# the queen and her retinue (part 1)



## cnycharles (Jun 28, 2011)

one of my last native orchid postings I listed four queens of the forest, but this time the real queen ladyslipper cypripedium reginae is the highlight of the trip! 

a few months ago I was contacted separately by two noteworthy orchid people Leon Glicenstein and Tom Nelson. Leon used to be employed by Hoosier Orchids before they closed, and to my surprise he is also very interested in native orchids and is a serious photographer of them. Tom Nelson is an extremely avid native orchid enthusiast, and also is a very avid seeker and photographer of them along with his wife and family who often attend trips to wherever there are orchids in north america. most likely he is on another trip right now! both have key orchids that they needed pictures of. Tom also is making a field guide for new england native orchids. both needed pictures of platanthera macrophylla, so I gave them directions to where they could see it in the hammond hill state forest between ithaca and cortland, ny. another orchid notable who ended up attending the trip was certifiably insane orchid collector and SlipperTalk forum member Eric Callender! (nyeric) his manhattan apartment is completely filled with slipper orchids (plus a few other interesting types) and there seems to be no send in sight... one of his favorite orchids is the native slipper cypripedium reginae, the queen or showy ladyslipper. I mentioned to him that a few were gathering for this trip, and that a few hundred showy ladyslippers had been spotted at two different fens near cortland, ny and he quickly bought bus tickets up north.

after I picked eric up at the bus station we headed towards ithaca and tried to make a side trip first to 'the hollow - orchids and herbs' to check out their tolumnia species and hybrid orchids. it turned out that they were available by appointment only (closed) and due to the lack of cell phone service we weren't able to call and ask the owners if they could come to the greenhouse. i'm sure if they knew that eric and his credit card were going to make an appearance, they would have rolled out the red carpet (smile)!
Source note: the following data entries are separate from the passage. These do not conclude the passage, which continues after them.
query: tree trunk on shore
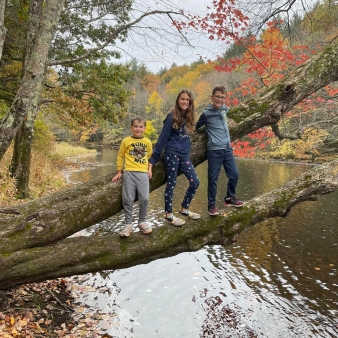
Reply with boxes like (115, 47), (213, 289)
(0, 129), (338, 289)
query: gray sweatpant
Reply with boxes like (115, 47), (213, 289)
(122, 171), (149, 224)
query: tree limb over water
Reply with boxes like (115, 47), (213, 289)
(0, 41), (338, 289)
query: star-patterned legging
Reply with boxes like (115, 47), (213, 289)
(164, 154), (200, 213)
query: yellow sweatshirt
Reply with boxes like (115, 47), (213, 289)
(116, 136), (153, 172)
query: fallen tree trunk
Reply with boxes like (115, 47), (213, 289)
(0, 161), (338, 289)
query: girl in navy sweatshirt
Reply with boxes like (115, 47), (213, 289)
(149, 89), (200, 226)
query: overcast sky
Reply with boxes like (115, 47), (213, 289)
(114, 0), (225, 73)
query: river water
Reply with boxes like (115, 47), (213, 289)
(64, 148), (338, 338)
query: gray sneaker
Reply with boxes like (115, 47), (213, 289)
(208, 205), (219, 216)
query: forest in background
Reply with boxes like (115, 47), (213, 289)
(0, 0), (338, 203)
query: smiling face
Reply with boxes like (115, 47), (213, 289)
(177, 93), (190, 113)
(130, 120), (146, 138)
(211, 90), (226, 109)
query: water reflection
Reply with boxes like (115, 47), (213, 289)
(66, 149), (338, 338)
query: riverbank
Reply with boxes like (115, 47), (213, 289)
(0, 146), (109, 338)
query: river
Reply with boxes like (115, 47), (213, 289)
(64, 148), (338, 338)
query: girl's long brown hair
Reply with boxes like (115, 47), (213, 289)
(172, 89), (196, 134)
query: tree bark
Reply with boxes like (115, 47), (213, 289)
(0, 161), (338, 289)
(10, 121), (34, 198)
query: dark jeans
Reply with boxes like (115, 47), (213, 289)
(164, 154), (200, 213)
(207, 148), (239, 206)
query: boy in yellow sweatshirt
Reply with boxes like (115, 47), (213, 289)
(112, 116), (152, 237)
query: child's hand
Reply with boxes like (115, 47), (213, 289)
(111, 173), (122, 182)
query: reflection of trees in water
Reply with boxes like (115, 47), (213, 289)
(200, 291), (258, 338)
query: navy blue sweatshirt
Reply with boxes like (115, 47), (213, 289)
(149, 113), (191, 164)
(196, 104), (231, 150)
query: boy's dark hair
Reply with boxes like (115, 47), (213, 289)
(212, 86), (227, 96)
(130, 116), (147, 127)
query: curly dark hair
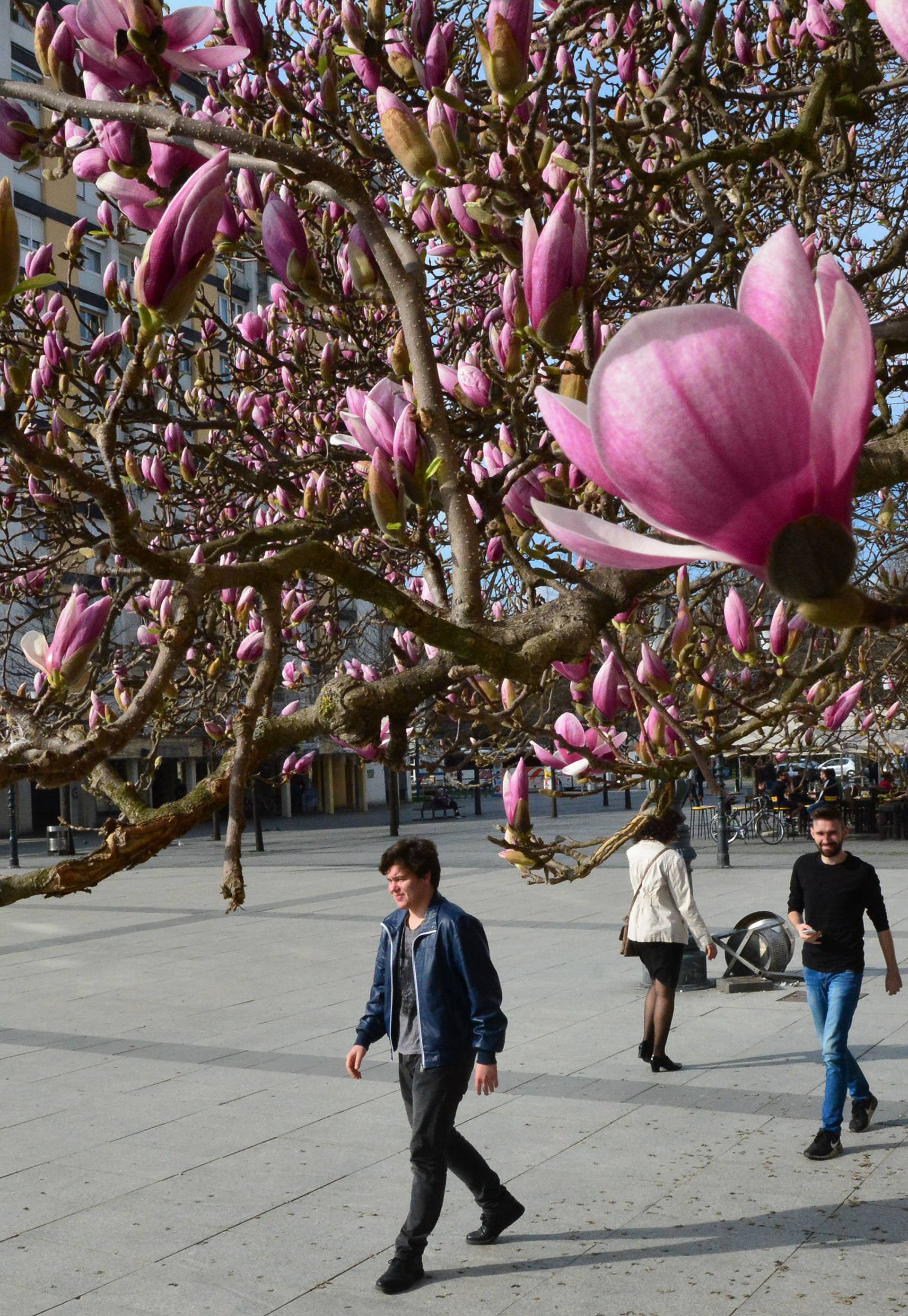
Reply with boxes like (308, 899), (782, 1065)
(379, 836), (441, 889)
(634, 810), (684, 845)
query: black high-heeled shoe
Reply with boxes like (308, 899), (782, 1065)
(650, 1055), (684, 1074)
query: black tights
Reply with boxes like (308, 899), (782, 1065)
(644, 978), (675, 1055)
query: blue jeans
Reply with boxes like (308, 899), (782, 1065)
(804, 968), (870, 1137)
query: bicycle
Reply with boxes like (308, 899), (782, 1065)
(709, 799), (786, 845)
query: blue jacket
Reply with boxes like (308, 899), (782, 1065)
(357, 891), (508, 1069)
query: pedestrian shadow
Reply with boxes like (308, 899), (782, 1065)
(427, 1200), (908, 1283)
(684, 1040), (908, 1072)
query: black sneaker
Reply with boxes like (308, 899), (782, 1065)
(849, 1096), (879, 1133)
(467, 1192), (526, 1247)
(375, 1257), (425, 1294)
(804, 1129), (842, 1161)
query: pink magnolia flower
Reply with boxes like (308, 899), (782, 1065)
(523, 192), (588, 348)
(476, 0), (533, 94)
(770, 599), (788, 658)
(61, 0), (249, 91)
(237, 630), (264, 662)
(725, 588), (754, 657)
(134, 147), (229, 324)
(637, 641), (671, 695)
(822, 680), (863, 732)
(592, 654), (633, 720)
(21, 587), (113, 687)
(534, 227), (875, 601)
(551, 654), (590, 682)
(530, 713), (628, 776)
(871, 0), (908, 61)
(280, 749), (316, 782)
(501, 758), (530, 832)
(0, 99), (34, 161)
(262, 196), (309, 288)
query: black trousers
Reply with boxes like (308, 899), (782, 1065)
(395, 1052), (504, 1257)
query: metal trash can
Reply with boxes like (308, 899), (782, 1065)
(724, 909), (795, 978)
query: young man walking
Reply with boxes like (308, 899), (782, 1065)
(346, 837), (525, 1294)
(788, 805), (901, 1161)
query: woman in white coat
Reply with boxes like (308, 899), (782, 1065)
(628, 810), (716, 1074)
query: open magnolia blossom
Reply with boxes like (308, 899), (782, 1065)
(530, 713), (628, 776)
(21, 588), (113, 686)
(533, 225), (875, 616)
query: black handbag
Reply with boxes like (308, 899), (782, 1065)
(619, 845), (671, 955)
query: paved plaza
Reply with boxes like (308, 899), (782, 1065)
(0, 796), (908, 1316)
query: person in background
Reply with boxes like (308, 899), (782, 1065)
(628, 810), (716, 1074)
(807, 767), (842, 815)
(788, 805), (901, 1161)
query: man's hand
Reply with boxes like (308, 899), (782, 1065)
(797, 923), (822, 942)
(473, 1063), (499, 1096)
(348, 1046), (366, 1078)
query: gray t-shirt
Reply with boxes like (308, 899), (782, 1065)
(397, 924), (422, 1055)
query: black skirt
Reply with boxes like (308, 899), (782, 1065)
(633, 941), (684, 991)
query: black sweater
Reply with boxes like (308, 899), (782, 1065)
(788, 854), (890, 974)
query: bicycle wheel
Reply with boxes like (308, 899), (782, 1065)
(709, 813), (741, 845)
(757, 813), (786, 845)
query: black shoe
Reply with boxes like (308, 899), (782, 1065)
(849, 1096), (879, 1133)
(650, 1055), (684, 1074)
(467, 1192), (526, 1247)
(375, 1257), (425, 1294)
(804, 1129), (842, 1161)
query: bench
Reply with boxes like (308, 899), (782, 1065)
(420, 796), (461, 819)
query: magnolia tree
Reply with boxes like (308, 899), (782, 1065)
(0, 0), (908, 906)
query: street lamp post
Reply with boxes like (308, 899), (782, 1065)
(9, 785), (18, 869)
(716, 754), (732, 869)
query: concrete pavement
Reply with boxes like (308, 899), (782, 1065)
(0, 796), (908, 1316)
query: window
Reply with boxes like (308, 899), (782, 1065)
(82, 242), (103, 274)
(16, 210), (45, 264)
(79, 306), (104, 342)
I had a feeling that we might be late meeting others so we headed over the state forest roads to hammond hill state forest to the appointed meeting spot. nobody was there, yet so we started walking in and looking for padleaf orchids

(there will be a lot of pictures in this thread so I will have to break them up a bit. Tom Nelson also forwarded me several of his orchid images and I will include some of them here, duly marked and copyrights firmly intact)

eric and I looked around a bit, and found some goodyera pubescens which will flower later this year. we all found some padleaf orchids, but none in flower. bard prentiss mentioned that his friend had found one flowering on a trail not far away so everyone was going to hike over to the other spot. I had seen some plants on the other side of the trail in previous years, so suggested to matt young that we look over there, first. my hunch paid off, as a few minutes later matt found a nice plant in full flower!






right as we started driving down one of the forest roads, I saw a cluster of white admiral butterflies sipping mud on the dirt path










Leon Glicenstein getting some nice images of platanthera macrophylla which is just to the left of the maple sapling in the image





Tom Nelson had a very large light tent which blocked the wind





This is an edited close-up of one of Tom's pictures showing one of the flowers










a cluster of goodyera pubescens (somewhat shaky snapshot)





close-up of the goodyera pubescens - note the emerging flower stems





for the bug-lovers here, I took a pic of this dragonfly sunning itself on the tire of my bike. there were two, but the one kept chasing off the other

more soon in new reply or thread


----------



## jjkOC (Jun 28, 2011)

Wow! beautiful photos and amazing finds!


----------



## SlipperFan (Jun 28, 2011)

Cool!


----------



## W. Beetus (Jun 28, 2011)

Nice Goodyera pictures! One of my favorite jewel orchids.


----------



## cnycharles (Jun 28, 2011)

thanks! .... but these are just warm-ups pics (except for the goodyeras which turned out really well)


----------



## biothanasis (Jun 29, 2011)

Superb photos!!! :clap:


----------